More so, a country with near anarchic condition cannot hope to achieve sustainable economic growth and technological advancement. Insecurity of lives and property is not a force for national development. No thoughtful and percipient foreigners would build industries in a country that is susceptible to descending into war. Here, in Nigeria, the Boko Haram insurgents, who are opposed to people’s acquisition of western education in schools, have run amuck killing people and sacking farming communities in the North-east, especially in Borno. Can Nigeria achieve food sufficiency when farmers are on the run owing to insecurity of lives and property prevailing in the country?

But it is not only the Boko Haram insurgents, who dispatch people to their early graves in Nigeria.
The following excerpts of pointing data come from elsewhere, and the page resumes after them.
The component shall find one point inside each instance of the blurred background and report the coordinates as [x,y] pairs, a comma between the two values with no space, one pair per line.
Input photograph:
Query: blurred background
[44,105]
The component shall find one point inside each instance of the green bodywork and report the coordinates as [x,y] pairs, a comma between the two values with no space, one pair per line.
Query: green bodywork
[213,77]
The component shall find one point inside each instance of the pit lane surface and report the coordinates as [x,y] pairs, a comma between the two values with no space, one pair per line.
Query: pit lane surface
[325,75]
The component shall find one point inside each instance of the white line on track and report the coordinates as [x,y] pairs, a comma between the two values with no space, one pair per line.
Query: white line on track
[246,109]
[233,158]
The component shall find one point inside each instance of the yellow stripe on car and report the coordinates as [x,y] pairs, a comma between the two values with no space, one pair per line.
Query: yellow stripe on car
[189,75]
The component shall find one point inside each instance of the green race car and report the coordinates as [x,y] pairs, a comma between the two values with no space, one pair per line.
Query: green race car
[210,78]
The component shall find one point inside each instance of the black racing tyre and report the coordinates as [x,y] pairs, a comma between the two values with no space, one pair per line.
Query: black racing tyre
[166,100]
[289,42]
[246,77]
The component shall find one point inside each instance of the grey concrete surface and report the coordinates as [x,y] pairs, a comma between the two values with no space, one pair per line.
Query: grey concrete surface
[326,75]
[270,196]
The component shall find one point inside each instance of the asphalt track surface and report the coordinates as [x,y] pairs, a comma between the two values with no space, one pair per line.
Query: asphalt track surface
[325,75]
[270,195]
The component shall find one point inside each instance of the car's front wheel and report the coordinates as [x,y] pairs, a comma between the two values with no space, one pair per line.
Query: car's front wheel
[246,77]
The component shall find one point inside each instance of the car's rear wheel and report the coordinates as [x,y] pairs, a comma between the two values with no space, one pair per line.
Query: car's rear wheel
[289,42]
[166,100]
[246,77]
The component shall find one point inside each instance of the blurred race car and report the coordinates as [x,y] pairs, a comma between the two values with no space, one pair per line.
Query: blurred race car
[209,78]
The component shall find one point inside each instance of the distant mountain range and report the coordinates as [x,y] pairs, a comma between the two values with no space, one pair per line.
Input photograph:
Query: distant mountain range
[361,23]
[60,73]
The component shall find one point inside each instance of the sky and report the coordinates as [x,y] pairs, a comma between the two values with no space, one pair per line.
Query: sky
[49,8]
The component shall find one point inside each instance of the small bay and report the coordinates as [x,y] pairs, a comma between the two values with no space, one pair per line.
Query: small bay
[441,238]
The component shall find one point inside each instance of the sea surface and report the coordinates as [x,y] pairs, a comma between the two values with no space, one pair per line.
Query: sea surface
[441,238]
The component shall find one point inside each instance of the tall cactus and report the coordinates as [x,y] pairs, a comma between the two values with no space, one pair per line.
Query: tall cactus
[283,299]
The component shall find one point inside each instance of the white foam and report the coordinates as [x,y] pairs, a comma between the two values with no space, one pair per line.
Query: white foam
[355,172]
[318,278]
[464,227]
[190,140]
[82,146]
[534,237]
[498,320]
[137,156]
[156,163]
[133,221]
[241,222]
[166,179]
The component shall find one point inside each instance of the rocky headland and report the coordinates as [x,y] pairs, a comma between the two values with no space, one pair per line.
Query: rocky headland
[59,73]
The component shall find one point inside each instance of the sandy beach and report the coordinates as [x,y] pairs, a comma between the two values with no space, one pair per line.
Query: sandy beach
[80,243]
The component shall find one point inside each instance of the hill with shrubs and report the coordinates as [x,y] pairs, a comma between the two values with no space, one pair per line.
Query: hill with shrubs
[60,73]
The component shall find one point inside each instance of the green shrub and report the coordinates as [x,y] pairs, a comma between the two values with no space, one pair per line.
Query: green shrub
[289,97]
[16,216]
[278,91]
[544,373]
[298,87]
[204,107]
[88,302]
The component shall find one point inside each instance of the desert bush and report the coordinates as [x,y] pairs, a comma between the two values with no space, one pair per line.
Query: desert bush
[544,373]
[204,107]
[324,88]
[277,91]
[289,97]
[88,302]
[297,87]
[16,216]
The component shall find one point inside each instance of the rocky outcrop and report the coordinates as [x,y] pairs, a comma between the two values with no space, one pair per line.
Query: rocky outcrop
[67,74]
The Fulani cattle herders have dropped their sticks for juggernauts of death, with which they unleash mayhem on people in their host communities and cause needless fatalities. So, from Nimbo, Enugu to Taraba, and from Delta to Ondo, they had killed a great number of people. Some men of the cloth, especially Reverend Fathers, were killed by them, too. Today, Nigeria has become one flowing river of blood on account of the killings plotted and deftly executed by Boko Haram insurgents, bandits, and Fulani cattle herders.

The security challenges, which have gripped Nigeria, can spark off war here as our country is already polarized along ethnic and religious lines. Add this situation to the PDP –APC political rivalry, which has increased political tension in the country, then, you cannot controvert the fact that Nigeria is a tinder-box, which can explode. But if Nigeria is engulfed in a political conflagration, can it emerge from it not dismembered? Are we better-off as one country? Or should Nigeria disintegrate into many nation-states?

The incontestable fact is that Nigeria’s greatness lies in its ethnic and religious diversities, large landmass, huge population, and abundant natural resources. But successive governments in Nigeria (both civilian and military ones) have failed to harness our human and material resources to build a virile, cohesive, united, economically prosperous, and technologically advanced country. That is why Nigeria still brings up the rear on the global ladder of development, in spite of the fact that it has immense human and natural resources, equable climatic conditions, many waters, and large land mass.

Over the years, Nigeria has not been led by its best political leaders because the factors of religion and ethnicity have trumped and gained ascendancy over meritocracy when it comes to recruitment of political leaders in the country.
Yours faithfully,
Okoye wrote from Uruowulu-Obosi, Anambra State.